Lord Belpher was satisfied. He was also relieved. He felt that
prudence and a steady head had kept him from making himself
ridiculous. When George presently returned with the life-saving
fluid, he thanked him and turned his thoughts to other things.

But, if the young master was satisfied, Keggs was not. Upon Keggs a
bright light had shone. There were few men, he flattered himself,
who could more readily put two and two together and bring the sum
to a correct answer. Keggs knew of the strange American gentleman
who had taken up his abode at the cottage down by Platt's farm. His
looks, his habits, and his motives for coming there had formed food
for discussion throughout one meal in the servant's hall; a
stranger whose abstention from brush and palette showed him to be
no artist being an object of interest. And while the solution put
forward by a romantic lady's-maid, a great reader of novelettes,
that the young man had come there to cure himself of some unhappy
passion by communing with nature, had been scoffed at by the
company, Keggs had not been so sure that there might not be
something in it. Later events had deepened his suspicion, which
now, after this interview with Lord Belpher, had become certainty.
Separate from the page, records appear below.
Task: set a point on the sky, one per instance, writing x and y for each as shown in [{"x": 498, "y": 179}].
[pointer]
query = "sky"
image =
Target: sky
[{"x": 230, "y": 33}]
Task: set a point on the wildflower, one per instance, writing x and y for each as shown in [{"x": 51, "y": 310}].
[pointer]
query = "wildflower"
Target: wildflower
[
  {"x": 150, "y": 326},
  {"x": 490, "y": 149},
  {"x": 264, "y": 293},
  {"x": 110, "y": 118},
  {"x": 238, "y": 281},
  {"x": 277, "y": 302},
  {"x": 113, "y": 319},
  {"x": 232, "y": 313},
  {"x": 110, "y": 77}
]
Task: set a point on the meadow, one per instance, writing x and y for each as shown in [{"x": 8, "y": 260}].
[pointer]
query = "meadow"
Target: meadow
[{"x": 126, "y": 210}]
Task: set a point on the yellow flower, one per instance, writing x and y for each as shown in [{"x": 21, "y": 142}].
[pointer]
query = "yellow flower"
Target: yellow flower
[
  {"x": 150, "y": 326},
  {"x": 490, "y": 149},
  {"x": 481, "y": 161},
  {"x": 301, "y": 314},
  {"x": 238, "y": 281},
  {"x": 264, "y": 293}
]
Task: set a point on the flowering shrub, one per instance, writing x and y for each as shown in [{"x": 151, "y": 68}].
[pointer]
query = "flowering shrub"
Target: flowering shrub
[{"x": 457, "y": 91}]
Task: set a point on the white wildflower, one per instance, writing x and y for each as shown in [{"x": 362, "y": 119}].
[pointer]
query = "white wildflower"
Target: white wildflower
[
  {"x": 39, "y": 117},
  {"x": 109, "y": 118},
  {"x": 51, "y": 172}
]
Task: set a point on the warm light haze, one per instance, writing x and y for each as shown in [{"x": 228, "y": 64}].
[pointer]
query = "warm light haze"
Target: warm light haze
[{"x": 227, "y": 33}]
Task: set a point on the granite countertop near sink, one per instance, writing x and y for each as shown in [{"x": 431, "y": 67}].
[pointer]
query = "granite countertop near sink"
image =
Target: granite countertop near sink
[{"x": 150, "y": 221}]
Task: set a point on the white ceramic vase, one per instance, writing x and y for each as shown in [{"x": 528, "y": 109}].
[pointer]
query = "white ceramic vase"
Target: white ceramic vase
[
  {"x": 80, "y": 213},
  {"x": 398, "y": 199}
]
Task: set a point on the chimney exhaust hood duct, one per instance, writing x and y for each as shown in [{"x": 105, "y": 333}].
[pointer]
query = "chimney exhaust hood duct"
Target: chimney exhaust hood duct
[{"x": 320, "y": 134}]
The extreme fishiness of Albert's sudden production of a cousin
from America was so manifest that only his preoccupation at the
moment when he met the young man could have prevented him seeing it
before. His knowledge of Albert told him that, if one so versed as
that youth in the art of Swank had really possessed a cousin in
America, he would long ago have been boring the servants' hall with
fictions about the man's wealth and importance. For Albert not to
lie about a thing, practically proved that thing non-existent. Such
was the simple creed of Keggs.

He accosted a passing fellow-servitor.

"Seen young blighted Albert anywhere, Freddy?"

It was in this shameful manner that that mastermind was habitually
referred to below stairs.

"Seen 'im going into the scullery not 'arf a minute ago," replied
Freddy.

"Thanks."

"So long," said Freddy.

"Be good!" returned Keggs, whose mode of speech among those of his
own world differed substantially from that which he considered it
became him to employ when conversing with the titled.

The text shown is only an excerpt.